1. In 1991, the then OAU, now African Union (AU) instituted the Day of the African Child in memory of the 1976 students’ uprising in Soweto, South Africa. The protest was against the poor quality of education the students were getting in schools wherein they demanded to be taught in their own language.
2. This year 2018 theme “Leave No Child Behind for Africa’s Development” was selected by the African Committee of Experts on the Right and Welfare of the Child (ACERWC) because of the need to create a more inclusive and equitable environment for African Children. In so doing, the directive is to the effect that there should be communication and awareness- raising of this theme in the schools, media and our local environments so that children and their parents or guardians can understand the importance of the day.
3. It is a day to highlight inclusivity by giving specific needs and concerns to the orphans, physically-challenged, poor and disabled children. It is also a time to address the numerous challenges Children are facing across the African continent, e.g Deprivation of Education and Health facilities, Hunger, Poverty, Violence, Insecurity, Conflict and other issues that may affect their future Therefore, government should prioritize children’s rights and interests so they are not left behind.
4. The day is committed towards investing in Children now and reaping the gains later. It is equally a day to teach Children about their Rights and how to be Agents of Positive Change in their respective communities.
5. This means we must factor in the needs of Children in line with the goals of 17 Sustainable Development Goals (SDGs) of the United Nations Agenda 2030; the pillars being economic, social and environmental, Justice and Peace.

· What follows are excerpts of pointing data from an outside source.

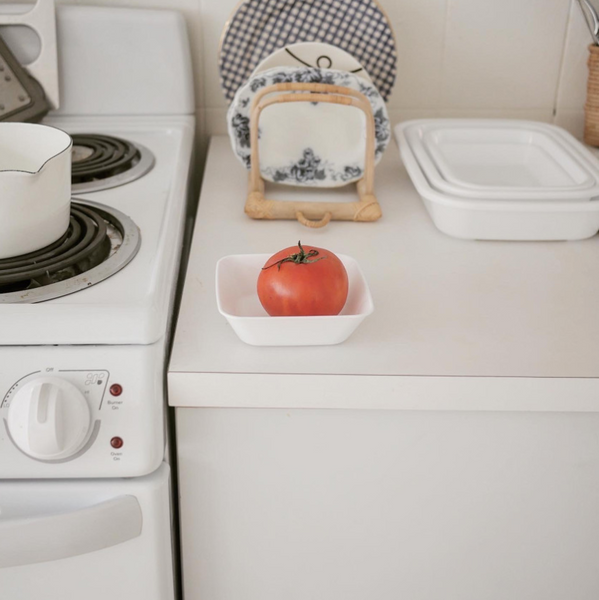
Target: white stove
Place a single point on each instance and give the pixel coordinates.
(82, 360)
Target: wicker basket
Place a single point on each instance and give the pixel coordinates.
(591, 108)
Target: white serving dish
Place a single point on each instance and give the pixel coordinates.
(237, 300)
(35, 187)
(578, 166)
(305, 143)
(496, 220)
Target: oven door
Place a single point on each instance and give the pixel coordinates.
(92, 539)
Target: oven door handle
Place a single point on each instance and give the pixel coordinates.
(30, 540)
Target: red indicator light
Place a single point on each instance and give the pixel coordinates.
(116, 442)
(116, 389)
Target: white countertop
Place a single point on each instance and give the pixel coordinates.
(444, 308)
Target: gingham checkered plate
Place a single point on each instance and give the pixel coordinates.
(259, 27)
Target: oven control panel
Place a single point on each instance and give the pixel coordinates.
(81, 411)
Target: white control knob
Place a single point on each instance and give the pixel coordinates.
(49, 418)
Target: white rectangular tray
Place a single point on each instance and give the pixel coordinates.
(576, 159)
(497, 220)
(237, 300)
(487, 156)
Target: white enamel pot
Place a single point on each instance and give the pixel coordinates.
(35, 187)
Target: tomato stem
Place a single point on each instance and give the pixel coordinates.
(300, 258)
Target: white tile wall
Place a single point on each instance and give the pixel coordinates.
(512, 58)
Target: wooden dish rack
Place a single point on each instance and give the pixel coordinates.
(312, 214)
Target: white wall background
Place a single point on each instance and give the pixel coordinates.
(497, 58)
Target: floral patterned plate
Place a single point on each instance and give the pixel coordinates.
(308, 143)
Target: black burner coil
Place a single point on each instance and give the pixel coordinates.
(109, 156)
(84, 245)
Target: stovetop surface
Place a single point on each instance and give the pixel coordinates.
(131, 306)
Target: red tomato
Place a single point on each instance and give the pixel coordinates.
(303, 281)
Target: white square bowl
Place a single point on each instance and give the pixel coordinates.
(237, 300)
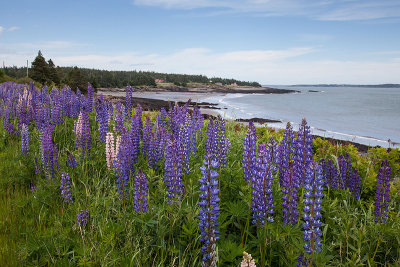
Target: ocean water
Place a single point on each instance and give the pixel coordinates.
(369, 116)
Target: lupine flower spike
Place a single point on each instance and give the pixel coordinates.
(312, 215)
(382, 193)
(140, 195)
(82, 218)
(173, 171)
(262, 200)
(25, 140)
(249, 153)
(209, 211)
(247, 260)
(71, 161)
(289, 199)
(66, 188)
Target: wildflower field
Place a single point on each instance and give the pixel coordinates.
(86, 182)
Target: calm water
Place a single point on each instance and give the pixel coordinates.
(366, 115)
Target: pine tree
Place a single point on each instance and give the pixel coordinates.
(76, 80)
(53, 74)
(40, 69)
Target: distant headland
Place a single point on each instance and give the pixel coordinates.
(386, 85)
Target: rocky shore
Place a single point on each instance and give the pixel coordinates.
(208, 89)
(156, 104)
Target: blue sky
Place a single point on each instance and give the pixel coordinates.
(269, 41)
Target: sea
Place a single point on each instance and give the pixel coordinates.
(369, 116)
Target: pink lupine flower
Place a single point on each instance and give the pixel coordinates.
(110, 150)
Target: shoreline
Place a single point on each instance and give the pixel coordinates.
(211, 110)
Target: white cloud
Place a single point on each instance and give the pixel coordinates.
(13, 28)
(289, 66)
(265, 66)
(339, 10)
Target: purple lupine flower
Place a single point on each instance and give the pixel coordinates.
(333, 179)
(119, 117)
(159, 145)
(147, 136)
(123, 164)
(49, 152)
(329, 173)
(355, 184)
(209, 210)
(151, 150)
(139, 123)
(262, 200)
(346, 170)
(37, 167)
(140, 195)
(285, 152)
(25, 140)
(173, 171)
(249, 153)
(82, 218)
(162, 119)
(312, 199)
(89, 100)
(128, 102)
(221, 142)
(33, 187)
(302, 260)
(66, 188)
(135, 137)
(303, 152)
(289, 199)
(382, 193)
(56, 107)
(71, 161)
(102, 117)
(82, 134)
(197, 122)
(184, 144)
(211, 143)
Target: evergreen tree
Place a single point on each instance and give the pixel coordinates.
(40, 69)
(53, 74)
(76, 80)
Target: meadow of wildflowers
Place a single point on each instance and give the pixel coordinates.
(87, 182)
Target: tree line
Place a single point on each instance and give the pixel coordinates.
(45, 72)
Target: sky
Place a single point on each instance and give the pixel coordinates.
(268, 41)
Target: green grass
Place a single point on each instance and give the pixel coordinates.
(38, 229)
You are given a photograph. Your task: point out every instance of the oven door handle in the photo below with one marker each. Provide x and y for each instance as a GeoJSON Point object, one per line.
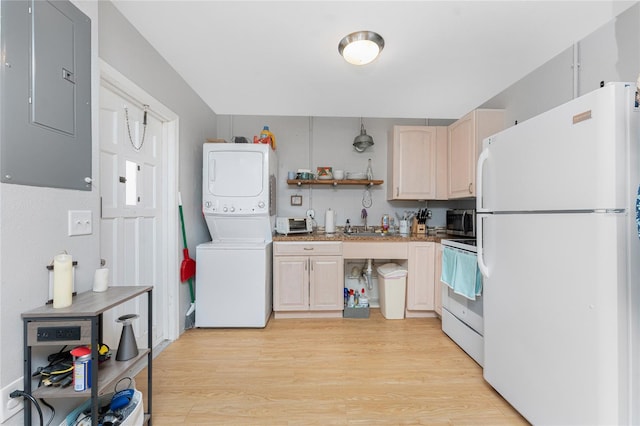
{"type": "Point", "coordinates": [484, 269]}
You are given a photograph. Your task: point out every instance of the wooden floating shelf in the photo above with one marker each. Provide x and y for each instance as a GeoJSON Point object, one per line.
{"type": "Point", "coordinates": [334, 182]}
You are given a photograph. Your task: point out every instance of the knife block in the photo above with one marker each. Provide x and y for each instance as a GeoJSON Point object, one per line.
{"type": "Point", "coordinates": [418, 228]}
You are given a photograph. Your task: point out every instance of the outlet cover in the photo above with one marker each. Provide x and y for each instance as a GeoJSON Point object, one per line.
{"type": "Point", "coordinates": [9, 407]}
{"type": "Point", "coordinates": [80, 222]}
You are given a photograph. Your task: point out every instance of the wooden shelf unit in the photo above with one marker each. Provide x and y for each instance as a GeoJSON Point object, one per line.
{"type": "Point", "coordinates": [86, 310]}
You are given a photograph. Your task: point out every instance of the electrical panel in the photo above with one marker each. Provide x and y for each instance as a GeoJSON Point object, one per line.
{"type": "Point", "coordinates": [45, 80]}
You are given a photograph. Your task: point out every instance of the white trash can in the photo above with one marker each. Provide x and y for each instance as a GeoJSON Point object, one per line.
{"type": "Point", "coordinates": [393, 290]}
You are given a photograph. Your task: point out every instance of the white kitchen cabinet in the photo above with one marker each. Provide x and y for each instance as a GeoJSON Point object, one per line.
{"type": "Point", "coordinates": [465, 138]}
{"type": "Point", "coordinates": [308, 279]}
{"type": "Point", "coordinates": [420, 279]}
{"type": "Point", "coordinates": [436, 279]}
{"type": "Point", "coordinates": [417, 163]}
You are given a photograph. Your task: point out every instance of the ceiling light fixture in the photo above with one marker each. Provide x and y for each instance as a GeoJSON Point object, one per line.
{"type": "Point", "coordinates": [361, 47]}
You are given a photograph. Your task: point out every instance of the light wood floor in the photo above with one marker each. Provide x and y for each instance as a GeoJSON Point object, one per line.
{"type": "Point", "coordinates": [323, 372]}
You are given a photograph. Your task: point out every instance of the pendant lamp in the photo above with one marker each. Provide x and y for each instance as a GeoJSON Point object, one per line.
{"type": "Point", "coordinates": [362, 141]}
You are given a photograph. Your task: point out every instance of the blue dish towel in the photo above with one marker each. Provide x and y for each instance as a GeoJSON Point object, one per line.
{"type": "Point", "coordinates": [460, 272]}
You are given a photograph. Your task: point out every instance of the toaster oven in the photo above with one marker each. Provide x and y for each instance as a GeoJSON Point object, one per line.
{"type": "Point", "coordinates": [293, 225]}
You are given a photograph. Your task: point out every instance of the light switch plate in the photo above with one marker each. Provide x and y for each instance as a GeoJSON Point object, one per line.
{"type": "Point", "coordinates": [80, 222]}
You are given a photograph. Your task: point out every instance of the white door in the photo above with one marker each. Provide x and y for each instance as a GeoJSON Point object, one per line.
{"type": "Point", "coordinates": [134, 215]}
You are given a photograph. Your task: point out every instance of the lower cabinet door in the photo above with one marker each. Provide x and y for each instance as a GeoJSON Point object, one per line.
{"type": "Point", "coordinates": [420, 285]}
{"type": "Point", "coordinates": [291, 283]}
{"type": "Point", "coordinates": [326, 283]}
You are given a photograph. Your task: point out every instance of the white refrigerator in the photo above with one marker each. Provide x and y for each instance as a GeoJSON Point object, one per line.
{"type": "Point", "coordinates": [559, 251]}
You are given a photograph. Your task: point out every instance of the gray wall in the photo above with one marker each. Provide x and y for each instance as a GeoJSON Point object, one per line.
{"type": "Point", "coordinates": [33, 220]}
{"type": "Point", "coordinates": [311, 142]}
{"type": "Point", "coordinates": [611, 53]}
{"type": "Point", "coordinates": [142, 64]}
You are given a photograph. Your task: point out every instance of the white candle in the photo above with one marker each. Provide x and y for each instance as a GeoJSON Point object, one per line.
{"type": "Point", "coordinates": [100, 280]}
{"type": "Point", "coordinates": [62, 280]}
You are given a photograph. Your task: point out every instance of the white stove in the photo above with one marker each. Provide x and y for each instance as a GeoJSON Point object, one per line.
{"type": "Point", "coordinates": [462, 318]}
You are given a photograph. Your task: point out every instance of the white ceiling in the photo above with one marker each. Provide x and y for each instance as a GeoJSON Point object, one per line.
{"type": "Point", "coordinates": [441, 58]}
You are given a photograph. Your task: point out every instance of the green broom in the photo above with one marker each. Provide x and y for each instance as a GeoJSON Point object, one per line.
{"type": "Point", "coordinates": [187, 271]}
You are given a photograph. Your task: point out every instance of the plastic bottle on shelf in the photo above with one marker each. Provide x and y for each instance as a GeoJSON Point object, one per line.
{"type": "Point", "coordinates": [363, 300]}
{"type": "Point", "coordinates": [268, 137]}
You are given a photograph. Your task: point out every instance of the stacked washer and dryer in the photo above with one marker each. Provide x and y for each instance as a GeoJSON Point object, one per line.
{"type": "Point", "coordinates": [234, 270]}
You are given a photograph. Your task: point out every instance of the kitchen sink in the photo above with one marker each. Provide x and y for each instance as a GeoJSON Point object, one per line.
{"type": "Point", "coordinates": [367, 234]}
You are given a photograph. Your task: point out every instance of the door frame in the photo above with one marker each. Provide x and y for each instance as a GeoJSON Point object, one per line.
{"type": "Point", "coordinates": [120, 84]}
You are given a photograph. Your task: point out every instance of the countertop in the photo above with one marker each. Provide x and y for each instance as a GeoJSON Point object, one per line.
{"type": "Point", "coordinates": [341, 236]}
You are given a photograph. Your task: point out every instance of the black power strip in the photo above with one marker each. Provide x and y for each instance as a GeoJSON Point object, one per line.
{"type": "Point", "coordinates": [52, 334]}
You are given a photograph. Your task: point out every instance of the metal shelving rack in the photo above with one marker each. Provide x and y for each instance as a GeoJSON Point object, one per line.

6. It is a time to ask whether there are Children who are not benefiting from African’s development. We should then ask ourselves who are these Children especially the poor Children and the vulnerable ones. Can we locate these Children so that they can play a role on that day? We therefore have a duty to undertake to develop programs and policies in favour of these children.
7. We must continue to emphasize that interests and protection of Children should always be at the centre-stage. Therefore, the obligation is on the Federal, State and Local governments to protect the children and see how they can benefit from the 17 goals of the SDGs. Other stakeholders are well advised to adopt a right-based approach to ensure they get results while citizens must be pro-active by securing a commitment from the different arms of government.
8. Finally, everyone is enjoined to remember the ACERWC’s Agenda 2040 theme which is “Fostering an Africa fit for children” because Children are the drivers for Africa’s Sustainable Development. Agenda 2040 therefore sets out 10 aspirations which has to do with:
• Having an effective child-friendly law, policy and institutional framework in Africa.
• African Governments should integrate these policies into their laws.
• Promoting the African child’s view in all matters. That is, we should not exclude Children. Better to let them express their views.
• The summary of the theme of the 2018 Day of the African Child is: we should remove the barriers that African Children are facing in today’s world, so they can progress.
From AWLA, we say long live the African Child!